Owned by Riccardo and Jennifer Campinoti who are the custodians of farm land dated back to 1700, their three vineyards are now all organically grown and are now famous for their Brunello wine made with Sangiovese. But thats another story. 

Poggio Anima Montepulciano is bright ruby red, with aromas of strawberry and raspberry. In the mouth it is juicy, spicy, and meaty with an amazing floral lift flavour on the palate.

Drink with good friends, hide it from bad friends and be selfish. Food doesn’t matter, does it?

Gomersal Cabernet Sauvignon – Barossa Valley

Gomersal is an interesting story. In my 30 years in the industry, I had not heard of them or tasted their wines so its a good reminder about just how wines and producers there is in Australia (est. 2200 plus).

The actual location of the winery is in the town of Gomersal on the north western edge of the Barossa Valley. The winery was originally established in 1887 by the Fromm Family and was known as Chateau Rosevale. In 2000 a group of friends joined forces to breathe life into the old and run down winery and so began Gomersal Wines.The site is planted predominately with red grape varieties and produces classic Barossa full flavoured wines.This Cabernet Sauvignon has classic red berry, spice and dark chocolate on the nose, rich and full flavoured on the palate with cherries, raspberries and spice, pleasantly medium bodied (meaning you can drink it without falling asleep an hour later) soft tannins and well balanced finish. Great wine from a region better known for Shiraz.Bring out the lamb shanks or slow cooked brisket

Cofield Sparkling Shiraz Durif - Rutherglen

The Cofield Family have had history in the Rutherglen region for many generations starting out with their great grandfather Frank, who in 1909 worked on the famous St Leonard’s Vineyard, as did his son, Harold who spent 50 years tolling the soil of St Leonard’s. Harold's son, Max founded the family winery and his son Damien now oversees the winemaking.

Why did I choose this wine - or why did this wine choose me?Cofield 2013 Sparkling Shiraz It goes back many years to when I was first introduced to Sparkling Reds from Australia by a gentleman who loved Chilli Crab.
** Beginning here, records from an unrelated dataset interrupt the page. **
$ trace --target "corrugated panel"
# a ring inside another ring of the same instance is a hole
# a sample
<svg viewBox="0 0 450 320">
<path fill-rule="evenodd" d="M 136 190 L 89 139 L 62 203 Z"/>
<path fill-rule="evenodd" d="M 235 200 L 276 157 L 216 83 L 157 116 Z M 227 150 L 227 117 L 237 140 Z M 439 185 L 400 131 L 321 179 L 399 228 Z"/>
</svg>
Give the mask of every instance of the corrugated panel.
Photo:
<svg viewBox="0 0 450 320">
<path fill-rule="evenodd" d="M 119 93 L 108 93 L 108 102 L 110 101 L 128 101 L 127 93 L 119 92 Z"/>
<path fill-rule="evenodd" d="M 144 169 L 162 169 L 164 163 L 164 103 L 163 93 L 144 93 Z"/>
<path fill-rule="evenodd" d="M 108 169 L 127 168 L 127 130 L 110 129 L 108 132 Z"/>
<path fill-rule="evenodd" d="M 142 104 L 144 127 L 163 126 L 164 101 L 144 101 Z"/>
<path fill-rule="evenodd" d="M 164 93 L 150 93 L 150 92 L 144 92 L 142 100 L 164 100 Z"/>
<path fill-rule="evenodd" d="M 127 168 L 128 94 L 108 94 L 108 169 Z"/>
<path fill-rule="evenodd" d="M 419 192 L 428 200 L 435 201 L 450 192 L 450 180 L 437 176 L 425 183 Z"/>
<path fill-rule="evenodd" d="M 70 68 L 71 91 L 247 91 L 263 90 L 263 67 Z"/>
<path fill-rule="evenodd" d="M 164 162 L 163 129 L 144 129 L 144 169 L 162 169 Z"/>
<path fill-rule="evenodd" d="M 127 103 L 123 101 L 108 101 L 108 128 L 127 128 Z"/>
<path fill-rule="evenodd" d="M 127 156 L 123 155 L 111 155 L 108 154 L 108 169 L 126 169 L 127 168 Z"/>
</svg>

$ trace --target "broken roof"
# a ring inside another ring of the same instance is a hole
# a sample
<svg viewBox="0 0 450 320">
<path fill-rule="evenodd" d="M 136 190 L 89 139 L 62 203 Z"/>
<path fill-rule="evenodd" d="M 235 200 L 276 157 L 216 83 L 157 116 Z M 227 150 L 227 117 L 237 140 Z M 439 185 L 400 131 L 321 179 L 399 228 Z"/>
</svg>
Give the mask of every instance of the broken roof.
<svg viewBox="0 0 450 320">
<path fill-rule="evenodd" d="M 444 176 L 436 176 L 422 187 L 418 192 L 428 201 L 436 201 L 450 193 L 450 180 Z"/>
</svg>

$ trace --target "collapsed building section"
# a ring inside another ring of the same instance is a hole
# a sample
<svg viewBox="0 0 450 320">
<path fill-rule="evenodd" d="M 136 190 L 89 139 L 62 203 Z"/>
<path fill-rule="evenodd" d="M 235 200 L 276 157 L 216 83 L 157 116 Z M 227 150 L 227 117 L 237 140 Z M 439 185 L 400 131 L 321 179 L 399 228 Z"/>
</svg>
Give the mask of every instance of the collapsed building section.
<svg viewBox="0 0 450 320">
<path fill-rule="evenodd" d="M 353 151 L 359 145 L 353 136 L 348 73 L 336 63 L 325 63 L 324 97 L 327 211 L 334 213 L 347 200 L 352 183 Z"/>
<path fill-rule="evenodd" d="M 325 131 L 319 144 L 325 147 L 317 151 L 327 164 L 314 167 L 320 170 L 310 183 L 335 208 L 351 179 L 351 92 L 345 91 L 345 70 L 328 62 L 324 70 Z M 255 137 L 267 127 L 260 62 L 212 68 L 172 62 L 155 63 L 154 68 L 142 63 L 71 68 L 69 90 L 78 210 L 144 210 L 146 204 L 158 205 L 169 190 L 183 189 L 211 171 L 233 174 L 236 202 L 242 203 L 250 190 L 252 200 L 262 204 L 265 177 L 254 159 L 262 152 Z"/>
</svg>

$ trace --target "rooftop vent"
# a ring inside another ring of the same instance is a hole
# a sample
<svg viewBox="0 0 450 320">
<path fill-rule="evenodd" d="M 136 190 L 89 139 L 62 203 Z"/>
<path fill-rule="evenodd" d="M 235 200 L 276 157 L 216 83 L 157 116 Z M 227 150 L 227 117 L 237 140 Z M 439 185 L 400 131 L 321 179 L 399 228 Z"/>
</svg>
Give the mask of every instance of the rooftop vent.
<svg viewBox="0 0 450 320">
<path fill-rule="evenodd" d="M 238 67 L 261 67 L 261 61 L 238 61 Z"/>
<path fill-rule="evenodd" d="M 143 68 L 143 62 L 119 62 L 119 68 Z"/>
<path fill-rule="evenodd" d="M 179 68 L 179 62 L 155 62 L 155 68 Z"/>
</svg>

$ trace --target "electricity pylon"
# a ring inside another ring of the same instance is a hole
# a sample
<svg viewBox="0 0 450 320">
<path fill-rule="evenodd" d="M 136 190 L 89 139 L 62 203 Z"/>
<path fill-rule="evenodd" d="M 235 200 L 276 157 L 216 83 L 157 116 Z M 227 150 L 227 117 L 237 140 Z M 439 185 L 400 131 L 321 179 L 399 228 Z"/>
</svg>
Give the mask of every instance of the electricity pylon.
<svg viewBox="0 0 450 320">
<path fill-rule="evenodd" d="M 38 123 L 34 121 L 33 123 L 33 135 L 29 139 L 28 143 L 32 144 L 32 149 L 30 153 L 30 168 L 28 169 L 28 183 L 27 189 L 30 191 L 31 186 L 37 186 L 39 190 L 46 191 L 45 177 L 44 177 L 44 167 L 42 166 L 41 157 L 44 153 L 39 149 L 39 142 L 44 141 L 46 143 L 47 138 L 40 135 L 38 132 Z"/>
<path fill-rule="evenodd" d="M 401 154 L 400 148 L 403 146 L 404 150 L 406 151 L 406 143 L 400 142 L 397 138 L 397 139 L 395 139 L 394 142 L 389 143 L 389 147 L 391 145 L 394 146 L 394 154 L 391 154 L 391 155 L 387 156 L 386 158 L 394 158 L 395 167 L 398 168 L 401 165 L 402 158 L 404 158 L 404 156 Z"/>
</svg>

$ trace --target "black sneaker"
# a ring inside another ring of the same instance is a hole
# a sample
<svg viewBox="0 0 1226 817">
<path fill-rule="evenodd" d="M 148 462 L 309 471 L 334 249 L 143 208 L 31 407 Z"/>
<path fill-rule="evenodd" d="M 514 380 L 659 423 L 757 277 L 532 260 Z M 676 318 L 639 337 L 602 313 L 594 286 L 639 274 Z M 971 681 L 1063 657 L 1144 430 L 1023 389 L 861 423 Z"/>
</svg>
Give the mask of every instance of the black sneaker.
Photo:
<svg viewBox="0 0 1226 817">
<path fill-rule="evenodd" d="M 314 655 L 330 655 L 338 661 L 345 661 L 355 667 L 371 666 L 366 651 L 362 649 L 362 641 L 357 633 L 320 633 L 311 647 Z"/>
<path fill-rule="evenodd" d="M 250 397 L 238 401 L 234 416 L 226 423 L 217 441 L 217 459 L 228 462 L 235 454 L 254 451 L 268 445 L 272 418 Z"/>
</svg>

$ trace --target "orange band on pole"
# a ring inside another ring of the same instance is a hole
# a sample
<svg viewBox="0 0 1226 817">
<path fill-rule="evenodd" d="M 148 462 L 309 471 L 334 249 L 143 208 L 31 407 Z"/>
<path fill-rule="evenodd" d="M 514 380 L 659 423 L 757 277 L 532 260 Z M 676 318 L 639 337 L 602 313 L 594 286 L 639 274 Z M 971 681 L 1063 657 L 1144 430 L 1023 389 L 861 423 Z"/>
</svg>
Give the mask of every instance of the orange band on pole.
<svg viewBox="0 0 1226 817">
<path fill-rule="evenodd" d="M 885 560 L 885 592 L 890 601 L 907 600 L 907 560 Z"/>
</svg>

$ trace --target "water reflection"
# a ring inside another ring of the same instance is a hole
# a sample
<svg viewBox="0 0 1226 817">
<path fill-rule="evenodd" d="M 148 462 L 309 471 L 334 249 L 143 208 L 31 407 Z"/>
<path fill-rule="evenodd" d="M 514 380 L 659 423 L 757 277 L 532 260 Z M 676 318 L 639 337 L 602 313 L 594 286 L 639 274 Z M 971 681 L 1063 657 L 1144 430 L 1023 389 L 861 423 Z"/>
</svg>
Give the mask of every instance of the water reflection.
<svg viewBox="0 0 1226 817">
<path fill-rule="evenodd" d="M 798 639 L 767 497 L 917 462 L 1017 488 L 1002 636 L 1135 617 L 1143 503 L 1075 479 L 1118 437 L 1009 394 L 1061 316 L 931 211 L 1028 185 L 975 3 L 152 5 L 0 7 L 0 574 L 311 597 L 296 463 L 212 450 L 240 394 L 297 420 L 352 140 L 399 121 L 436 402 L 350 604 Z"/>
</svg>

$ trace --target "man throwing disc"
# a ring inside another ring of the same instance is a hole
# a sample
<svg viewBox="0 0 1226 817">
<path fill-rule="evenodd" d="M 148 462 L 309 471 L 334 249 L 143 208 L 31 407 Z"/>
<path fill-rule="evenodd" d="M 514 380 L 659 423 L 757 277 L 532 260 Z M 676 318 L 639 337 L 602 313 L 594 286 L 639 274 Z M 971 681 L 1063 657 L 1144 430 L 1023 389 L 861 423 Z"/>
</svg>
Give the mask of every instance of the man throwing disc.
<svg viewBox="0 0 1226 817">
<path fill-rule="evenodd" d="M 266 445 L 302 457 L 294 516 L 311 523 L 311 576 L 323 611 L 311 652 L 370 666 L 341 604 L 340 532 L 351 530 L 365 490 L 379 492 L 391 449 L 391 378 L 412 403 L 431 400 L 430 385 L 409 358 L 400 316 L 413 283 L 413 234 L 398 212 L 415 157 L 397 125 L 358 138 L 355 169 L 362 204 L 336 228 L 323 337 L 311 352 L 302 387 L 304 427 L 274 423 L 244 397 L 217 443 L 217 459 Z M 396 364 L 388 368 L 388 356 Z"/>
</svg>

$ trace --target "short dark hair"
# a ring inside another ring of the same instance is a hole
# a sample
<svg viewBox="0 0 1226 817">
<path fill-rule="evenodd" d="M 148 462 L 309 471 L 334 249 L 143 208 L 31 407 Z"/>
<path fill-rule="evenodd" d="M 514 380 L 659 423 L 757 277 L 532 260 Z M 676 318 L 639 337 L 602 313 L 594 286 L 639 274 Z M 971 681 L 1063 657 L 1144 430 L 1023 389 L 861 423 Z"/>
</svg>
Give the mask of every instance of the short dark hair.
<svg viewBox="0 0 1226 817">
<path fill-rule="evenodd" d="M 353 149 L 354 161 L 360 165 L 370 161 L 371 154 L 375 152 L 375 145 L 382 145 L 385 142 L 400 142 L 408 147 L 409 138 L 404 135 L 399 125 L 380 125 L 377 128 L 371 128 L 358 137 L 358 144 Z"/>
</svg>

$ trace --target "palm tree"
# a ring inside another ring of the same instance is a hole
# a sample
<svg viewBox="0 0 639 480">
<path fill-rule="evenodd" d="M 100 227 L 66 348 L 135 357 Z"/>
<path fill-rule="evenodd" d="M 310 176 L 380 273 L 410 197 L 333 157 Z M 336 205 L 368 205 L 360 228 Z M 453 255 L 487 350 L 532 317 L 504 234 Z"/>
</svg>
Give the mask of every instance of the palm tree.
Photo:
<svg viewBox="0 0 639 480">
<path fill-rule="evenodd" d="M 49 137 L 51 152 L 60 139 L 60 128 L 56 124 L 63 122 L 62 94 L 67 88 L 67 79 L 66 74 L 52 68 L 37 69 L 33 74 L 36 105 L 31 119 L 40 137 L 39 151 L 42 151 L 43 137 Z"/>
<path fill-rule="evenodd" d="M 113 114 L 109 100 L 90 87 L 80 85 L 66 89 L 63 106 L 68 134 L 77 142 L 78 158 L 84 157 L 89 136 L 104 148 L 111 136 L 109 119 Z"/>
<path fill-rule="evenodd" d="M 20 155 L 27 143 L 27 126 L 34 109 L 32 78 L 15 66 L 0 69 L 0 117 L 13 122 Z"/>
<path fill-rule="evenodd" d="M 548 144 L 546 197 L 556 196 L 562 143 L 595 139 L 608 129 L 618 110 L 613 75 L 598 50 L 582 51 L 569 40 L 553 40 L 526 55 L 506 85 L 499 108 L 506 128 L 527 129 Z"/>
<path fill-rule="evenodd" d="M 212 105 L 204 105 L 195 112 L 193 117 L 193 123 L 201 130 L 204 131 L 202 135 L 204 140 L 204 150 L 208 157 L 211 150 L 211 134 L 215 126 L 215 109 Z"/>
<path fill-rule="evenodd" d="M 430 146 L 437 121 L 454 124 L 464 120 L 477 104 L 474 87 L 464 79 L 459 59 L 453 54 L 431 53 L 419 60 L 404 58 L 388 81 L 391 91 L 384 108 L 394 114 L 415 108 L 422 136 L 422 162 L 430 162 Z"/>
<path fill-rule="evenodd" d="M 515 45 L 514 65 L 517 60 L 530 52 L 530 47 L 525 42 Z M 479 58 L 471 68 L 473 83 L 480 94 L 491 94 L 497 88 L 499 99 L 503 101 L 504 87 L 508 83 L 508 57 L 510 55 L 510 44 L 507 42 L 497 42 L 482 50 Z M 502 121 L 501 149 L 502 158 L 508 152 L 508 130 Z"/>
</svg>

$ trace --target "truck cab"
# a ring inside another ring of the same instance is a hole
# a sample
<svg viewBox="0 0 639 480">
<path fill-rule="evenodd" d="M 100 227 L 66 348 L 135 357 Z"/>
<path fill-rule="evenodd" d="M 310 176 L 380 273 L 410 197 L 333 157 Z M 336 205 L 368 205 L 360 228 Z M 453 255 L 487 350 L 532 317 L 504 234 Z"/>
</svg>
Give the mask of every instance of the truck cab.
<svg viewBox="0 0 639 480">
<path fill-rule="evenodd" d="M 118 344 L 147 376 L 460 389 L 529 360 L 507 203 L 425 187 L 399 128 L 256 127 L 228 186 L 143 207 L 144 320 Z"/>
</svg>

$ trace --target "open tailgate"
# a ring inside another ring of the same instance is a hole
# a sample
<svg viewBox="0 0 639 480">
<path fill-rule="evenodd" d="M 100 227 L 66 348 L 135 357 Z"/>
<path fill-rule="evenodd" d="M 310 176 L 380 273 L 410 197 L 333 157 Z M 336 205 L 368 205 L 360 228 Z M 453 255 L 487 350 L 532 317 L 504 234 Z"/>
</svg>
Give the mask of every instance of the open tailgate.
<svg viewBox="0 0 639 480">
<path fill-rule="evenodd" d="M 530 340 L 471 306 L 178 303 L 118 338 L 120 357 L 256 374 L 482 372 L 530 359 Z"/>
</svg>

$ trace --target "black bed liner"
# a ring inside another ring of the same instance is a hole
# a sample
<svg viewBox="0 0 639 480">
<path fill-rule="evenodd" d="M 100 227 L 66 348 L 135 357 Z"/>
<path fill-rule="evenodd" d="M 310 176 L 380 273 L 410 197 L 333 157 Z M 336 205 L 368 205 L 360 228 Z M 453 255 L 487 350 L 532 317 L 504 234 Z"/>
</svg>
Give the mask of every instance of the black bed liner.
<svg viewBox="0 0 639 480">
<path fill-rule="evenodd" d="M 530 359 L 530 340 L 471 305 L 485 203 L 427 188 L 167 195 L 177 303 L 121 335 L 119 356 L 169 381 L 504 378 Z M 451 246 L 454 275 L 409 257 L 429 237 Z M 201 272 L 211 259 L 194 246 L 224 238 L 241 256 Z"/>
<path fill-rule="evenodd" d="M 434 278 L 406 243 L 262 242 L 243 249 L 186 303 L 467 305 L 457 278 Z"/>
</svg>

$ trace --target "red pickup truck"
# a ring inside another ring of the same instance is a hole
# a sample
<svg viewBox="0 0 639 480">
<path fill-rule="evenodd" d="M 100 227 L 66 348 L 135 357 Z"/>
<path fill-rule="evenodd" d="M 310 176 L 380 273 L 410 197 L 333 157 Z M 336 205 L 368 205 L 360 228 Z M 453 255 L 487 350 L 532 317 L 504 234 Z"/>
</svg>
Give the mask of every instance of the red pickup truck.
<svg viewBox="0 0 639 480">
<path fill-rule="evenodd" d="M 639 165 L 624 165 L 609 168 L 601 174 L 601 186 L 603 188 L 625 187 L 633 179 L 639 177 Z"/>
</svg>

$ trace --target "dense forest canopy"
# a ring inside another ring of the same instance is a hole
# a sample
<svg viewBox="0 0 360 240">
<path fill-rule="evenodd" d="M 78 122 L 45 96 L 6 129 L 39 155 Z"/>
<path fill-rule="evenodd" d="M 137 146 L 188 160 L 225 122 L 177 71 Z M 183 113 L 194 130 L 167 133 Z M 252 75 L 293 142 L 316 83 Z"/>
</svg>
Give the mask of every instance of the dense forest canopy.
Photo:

So a group of us got together one night - we actually put our money together and flew down some live Mud Crab from Darwin (through a friend), took it to great seafood restaurant in Perth where they cooked it up.  We had a vast selection of sparkling reds on the table and rest is history. What a great introduction to Chilli Crab and Sparkling Red. As it’s just turned cold here in Melbourne so its Chilli Crab Time again!!!!

Fruit is sourced mainly from the family vineyards, but also selected growers in the Alpine Valley and King Valley. Great wine, full of fruit, rich, fruit sweetness, the bubbles make it way to easy to drink just enjoy, did I mention what food to have it!!!!